# TetraTec Ex600 flow rate issue?



## Radik (5 Jan 2011)

Hi All

I just bought new Ex600 and measured flow without any filter media. To my surprise I got only half of the claimed max flow rate. 1 liter filled in 12seconds = 300L/h. Test was done in recommended min/max distance from tank. 

Any idea if I have faulty unit and should seek replacement or is this normal? Or they gave me head from Ex400 in Ex600 box although Sticker on head saying Ex600 but that can be changed...

Thanks for help


----------



## Tom (5 Jan 2011)

The flow rate is calculated without anything attached to or in the filter. The pump output may be 600lph or close to, but when you add any restrictions such as a canister, hoses or media (I know you ran it empty) it will change. The height of the pipes is also a very influential factor.


----------



## Radik (5 Jan 2011)

Thanks Tom so real flow rate of every filter on the market could be just half of claimed. I guess it has to be enough for 65L tank.


----------



## Tom (6 Jan 2011)

Yeah I doubt there's a filter out there that will do exactly what is claimed on the box, although that seems like quite a drop down to 300. Makes me want to test my EX1200 now!


----------



## Radik (6 Jan 2011)

Please do I am curious to know


----------



## Tom (6 Jan 2011)

My EX1200 tried and tested, with media (not cleaned for a while, It's overdue!) and pipes at tank level - 720LPH

Tom


----------



## Radik (6 Jan 2011)

Thanks yours looks better, I'll try with media maybe it has some impact on flow rate


----------



## Radik (6 Jan 2011)

So tested again I just used baskets, foams and bioballs inside no other media and flow rate was 360L/h.
I also tested my other filter which is suppose to be replaced by Tetratec, Aquael Minikani 80 rated at 300L/h and he is giving 225L/h fully packed with media + polishing pad.

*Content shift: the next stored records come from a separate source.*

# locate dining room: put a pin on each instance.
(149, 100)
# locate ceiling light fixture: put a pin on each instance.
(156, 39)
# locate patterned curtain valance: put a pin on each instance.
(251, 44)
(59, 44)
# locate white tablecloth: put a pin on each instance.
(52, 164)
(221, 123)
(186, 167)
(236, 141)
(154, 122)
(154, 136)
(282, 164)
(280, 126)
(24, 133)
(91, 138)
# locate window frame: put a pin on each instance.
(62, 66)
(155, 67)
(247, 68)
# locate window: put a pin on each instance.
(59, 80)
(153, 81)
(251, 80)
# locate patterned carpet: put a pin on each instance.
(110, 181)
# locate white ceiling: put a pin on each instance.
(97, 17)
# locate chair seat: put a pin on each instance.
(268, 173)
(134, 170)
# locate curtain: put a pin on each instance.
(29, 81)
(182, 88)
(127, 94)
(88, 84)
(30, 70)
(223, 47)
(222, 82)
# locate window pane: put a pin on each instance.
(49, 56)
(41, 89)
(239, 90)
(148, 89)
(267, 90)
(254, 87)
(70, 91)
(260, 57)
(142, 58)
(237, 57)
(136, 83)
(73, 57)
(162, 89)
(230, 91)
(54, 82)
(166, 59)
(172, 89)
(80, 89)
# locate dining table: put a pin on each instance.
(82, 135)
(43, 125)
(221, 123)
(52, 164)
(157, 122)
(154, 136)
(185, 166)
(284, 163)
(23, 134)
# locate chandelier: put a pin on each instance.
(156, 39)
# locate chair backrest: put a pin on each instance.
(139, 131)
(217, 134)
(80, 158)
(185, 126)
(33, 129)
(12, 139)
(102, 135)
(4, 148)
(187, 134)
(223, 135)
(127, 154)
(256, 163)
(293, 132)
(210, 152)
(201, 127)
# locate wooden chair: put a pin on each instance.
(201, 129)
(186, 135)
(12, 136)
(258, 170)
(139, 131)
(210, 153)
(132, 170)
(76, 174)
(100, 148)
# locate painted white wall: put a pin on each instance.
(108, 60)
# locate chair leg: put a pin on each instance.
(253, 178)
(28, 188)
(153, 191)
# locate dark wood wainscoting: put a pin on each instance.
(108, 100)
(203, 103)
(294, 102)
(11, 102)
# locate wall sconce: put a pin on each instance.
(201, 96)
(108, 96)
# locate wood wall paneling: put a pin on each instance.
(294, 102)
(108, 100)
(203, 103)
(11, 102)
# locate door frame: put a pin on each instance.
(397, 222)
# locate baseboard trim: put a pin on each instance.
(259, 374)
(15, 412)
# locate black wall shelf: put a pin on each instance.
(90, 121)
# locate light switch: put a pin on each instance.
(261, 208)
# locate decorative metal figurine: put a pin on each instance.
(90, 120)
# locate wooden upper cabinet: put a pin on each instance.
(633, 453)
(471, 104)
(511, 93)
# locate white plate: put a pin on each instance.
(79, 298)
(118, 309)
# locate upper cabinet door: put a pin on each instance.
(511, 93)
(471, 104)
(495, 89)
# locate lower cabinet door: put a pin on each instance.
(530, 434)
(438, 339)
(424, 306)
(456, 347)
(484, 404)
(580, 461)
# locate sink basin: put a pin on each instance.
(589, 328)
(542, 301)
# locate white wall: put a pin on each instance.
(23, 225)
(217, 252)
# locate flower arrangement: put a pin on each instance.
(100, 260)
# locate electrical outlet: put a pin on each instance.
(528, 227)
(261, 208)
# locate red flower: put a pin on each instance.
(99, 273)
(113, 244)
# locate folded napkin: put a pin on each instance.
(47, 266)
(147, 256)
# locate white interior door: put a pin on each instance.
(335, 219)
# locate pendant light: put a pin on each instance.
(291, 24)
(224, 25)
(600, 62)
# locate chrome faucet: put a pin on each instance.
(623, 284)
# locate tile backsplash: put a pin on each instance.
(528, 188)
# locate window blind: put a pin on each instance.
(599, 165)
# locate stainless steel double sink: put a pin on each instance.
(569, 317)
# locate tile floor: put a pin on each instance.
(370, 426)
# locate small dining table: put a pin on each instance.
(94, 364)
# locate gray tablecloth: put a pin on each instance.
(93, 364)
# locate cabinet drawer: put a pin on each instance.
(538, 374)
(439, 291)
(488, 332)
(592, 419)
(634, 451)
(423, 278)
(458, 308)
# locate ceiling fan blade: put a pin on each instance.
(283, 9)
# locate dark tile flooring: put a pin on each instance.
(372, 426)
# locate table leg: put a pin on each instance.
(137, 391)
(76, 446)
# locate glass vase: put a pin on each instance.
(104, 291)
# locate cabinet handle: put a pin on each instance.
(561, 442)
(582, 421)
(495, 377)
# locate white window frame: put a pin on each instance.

So not that bad filter at all but now I feel cheated and wants to  return TetraTec to Zooplus.


----------



## ceg4048 (6 Jan 2011)

Good luck finding a filter that delivers it's claimed rating. On average you get 50%. The bigger the filter and the more media, the lower the flow. Vertical distance from the water also causes gravitational/backpressure losses, and tubing length causes frictional losses. That's why we have the 10X rule.

Cheers,


----------